Trina Chandler: Macroeconomic, regulatory, and geopolitical uncertainties still persist — particularly around interest-rate outlooks and antitrust scrutiny — but most buyers and sellers in the $1 billion-plus segment have become adept at navigating them. In addition, M&A has continued to be very active in the power sector due to the increased demand that is anticipated from AI, data centers and electrification.
Lawbook: Are you seeing more consolidation or divestiture activity in energy, infrastructure or other core Texas industries in the $1B+ deal space?
Debbie Yee: In the E&P space, I believe there’s likely to be more consolidation (though not at the pace that we’ve seen over the last few years) and robust divestiture activity as many companies that engaged in M&A in 2024 look to divest of non-core assets.
Trina Chandler: Both trends are in play. Looking ahead to the second half of 2025, we might see more active portfolio rebalancing as companies pursue both divestitures and strategic consolidations to unlock value.

Lawbook: What are your predictions for the $1B+ M&A segment for H2 and into 2026?
Shamus Crosby: We are coming out of it and our pipeline of deals for H2 is really healthy. I think we continue to see uncertainty in the middle market space, but large LNG, data center and utilities transactions are hot right now and I think they will continue to be for the foreseeable future.
Hillary Holmes: The $1B+ M&A market should stay relatively resilient through H2 2025 and into 2026, driven by strategic investments in growing areas of focus and scale-driven consolidation. Well-capitalized buyers still have access to equity and debt markets, and, despite periods of volatility, generally stronger stock valuations could support stock-based deals. However, the thawing of the equity capital markets has warmed up several of the IPOs that were waiting to execute — and this is often correlated with M&A activity. Especially if equity markets hold steady and regulatory reviews stay predictable, we could see a pickup in both in late 2025 and early 2026.

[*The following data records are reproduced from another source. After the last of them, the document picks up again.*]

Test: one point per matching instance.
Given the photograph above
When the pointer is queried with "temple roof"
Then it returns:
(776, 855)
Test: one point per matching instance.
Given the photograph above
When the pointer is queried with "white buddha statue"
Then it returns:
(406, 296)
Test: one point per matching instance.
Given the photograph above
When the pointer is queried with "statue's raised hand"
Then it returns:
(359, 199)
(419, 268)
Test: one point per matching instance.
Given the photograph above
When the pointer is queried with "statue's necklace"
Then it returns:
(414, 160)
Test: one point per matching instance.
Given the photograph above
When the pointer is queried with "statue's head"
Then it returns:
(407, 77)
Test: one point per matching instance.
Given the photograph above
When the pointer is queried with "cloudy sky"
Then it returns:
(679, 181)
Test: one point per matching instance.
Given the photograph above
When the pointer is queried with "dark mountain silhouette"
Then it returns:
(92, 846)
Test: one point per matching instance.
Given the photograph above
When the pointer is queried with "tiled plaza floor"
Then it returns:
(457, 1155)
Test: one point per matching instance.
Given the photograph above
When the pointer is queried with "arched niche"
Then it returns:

Debbie Yee: As companies continue to get more comfortable with the macroenvironment, I am hopeful that the uptick in deal flow that we’ve seen over the last few months will continue for the remainder of 2025.
Trina Chandler: Strategic M&A in the energy and infrastructure industry should continue in the second half of 2025 and into 2026. Energy security is a dominant theme in the U.S., which could accelerate oil and gas upstream consolidation, and in addition, as noted above, increased demand for power generation from AI, data centers and electrification we believe will continue to drive investments in the power and utilities sector.
Mark Curriden, Allen Pusey and Christi Trammell contributed to this report.